Outage Details START TIME:APR 6, 4:07 AM
ESTIMATED RESTORATION:APR 6, 8:30 AM
CUSTOMERS AFFECTED:1397
CAUSE:Unknown – PG&E is investigating the cause.
STATUS:PG&E is assessing the cause at the outage location.
LAST UPDATED: APR 6, 6:27 AM

Back on at 7:05. So lets talk about muskrats with this article from Jim Mcormac from the Dispatch in Ohio:

Muskrat deserves love as vital vole of wetlands

muskrat

I just have to love any article that starts like this:

In the beginning, Kitchi-Manitou, creator of Earth, populated the lands with the Anishinabe. After these original peoples descended into conflict and war, Kitchi-Manitou flooded the lands in retribution. Nanaboozhoo was the sole survivor, along with a handful of animals. One of them was a muskrat. From their log ark, Nanaboozhoo sent the muskrat diving below the floodwaters. It returned with a pawful of earth, and from that the lands were re-created.

— Ojibway legend

I’ve written natural history columns for The Dispatch for a decade — more than 160 pieces on almost as many subjects — but never about the muskrat. Given its prominence in creation lore, an essay on the “earth diver” is overdue.
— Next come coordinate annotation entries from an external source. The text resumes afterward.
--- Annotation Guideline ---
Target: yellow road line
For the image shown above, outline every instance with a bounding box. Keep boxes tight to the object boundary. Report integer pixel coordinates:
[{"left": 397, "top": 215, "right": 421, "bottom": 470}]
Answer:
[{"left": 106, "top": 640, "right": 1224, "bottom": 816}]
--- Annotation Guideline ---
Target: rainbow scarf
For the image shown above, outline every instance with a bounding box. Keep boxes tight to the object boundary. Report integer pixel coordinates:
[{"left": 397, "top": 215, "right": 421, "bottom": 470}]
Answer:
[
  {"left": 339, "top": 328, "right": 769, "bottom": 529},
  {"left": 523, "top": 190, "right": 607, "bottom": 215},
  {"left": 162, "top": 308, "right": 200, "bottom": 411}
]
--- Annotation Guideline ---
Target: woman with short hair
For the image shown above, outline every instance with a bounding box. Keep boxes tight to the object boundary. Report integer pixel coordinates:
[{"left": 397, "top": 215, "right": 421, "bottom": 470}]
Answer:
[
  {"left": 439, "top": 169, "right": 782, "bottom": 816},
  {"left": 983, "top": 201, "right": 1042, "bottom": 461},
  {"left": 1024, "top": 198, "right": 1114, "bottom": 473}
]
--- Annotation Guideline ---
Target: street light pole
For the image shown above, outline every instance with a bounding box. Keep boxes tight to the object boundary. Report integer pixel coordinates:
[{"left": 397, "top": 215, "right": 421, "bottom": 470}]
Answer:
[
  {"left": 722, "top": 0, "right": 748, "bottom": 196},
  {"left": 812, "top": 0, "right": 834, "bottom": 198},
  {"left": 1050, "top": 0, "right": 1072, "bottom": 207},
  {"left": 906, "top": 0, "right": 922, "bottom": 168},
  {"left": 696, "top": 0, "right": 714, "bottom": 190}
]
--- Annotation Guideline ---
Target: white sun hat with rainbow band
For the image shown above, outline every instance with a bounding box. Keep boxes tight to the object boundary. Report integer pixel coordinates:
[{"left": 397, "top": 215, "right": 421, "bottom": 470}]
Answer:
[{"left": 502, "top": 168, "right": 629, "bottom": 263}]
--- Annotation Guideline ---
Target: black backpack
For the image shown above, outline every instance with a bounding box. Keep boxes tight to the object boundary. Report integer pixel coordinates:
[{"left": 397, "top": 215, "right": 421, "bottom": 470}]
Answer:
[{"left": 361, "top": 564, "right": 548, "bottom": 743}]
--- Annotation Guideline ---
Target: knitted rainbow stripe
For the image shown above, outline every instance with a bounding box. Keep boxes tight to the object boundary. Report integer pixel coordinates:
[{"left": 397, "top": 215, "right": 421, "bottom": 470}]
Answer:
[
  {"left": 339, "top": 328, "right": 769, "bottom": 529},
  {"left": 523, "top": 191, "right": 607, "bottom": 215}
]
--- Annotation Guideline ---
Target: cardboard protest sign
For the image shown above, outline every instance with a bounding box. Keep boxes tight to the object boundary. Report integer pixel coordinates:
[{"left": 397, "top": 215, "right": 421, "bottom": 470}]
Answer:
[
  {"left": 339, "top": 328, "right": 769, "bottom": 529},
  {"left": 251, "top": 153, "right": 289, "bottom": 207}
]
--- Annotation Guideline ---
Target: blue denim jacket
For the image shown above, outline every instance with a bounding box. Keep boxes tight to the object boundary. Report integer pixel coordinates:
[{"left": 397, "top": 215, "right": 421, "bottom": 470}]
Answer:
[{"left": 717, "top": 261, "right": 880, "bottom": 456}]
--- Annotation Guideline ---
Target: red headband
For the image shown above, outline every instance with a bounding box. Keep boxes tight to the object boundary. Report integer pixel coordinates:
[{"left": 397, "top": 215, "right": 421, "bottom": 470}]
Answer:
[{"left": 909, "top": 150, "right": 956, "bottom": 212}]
 Although muskrats resemble beavers, they are only distant relatives of the much larger rodents. The muskrat is related to mice and voles, and is essentially a supersize aquatic vole.  A hefty muskrat might weigh 4 pounds; a big beaver can be 70 pounds. Beavers also have a horizontally flattened tail, while the muskrat’s is laterally compressed, as if compacted in a vise.

Muskrats are an important cog in wetland ecology. They are prolific grazers of aquatic plants and help to keep marshes open and free of choking growth.  Semiopen marshes usually support greater animal diversity, including waterfowl. The lodges literally support ducks and geese, which sometimes nest atop the domes.

To which I KNOW the wetland-giving beavers would reply, “You call that biodiversity?” Hrmph!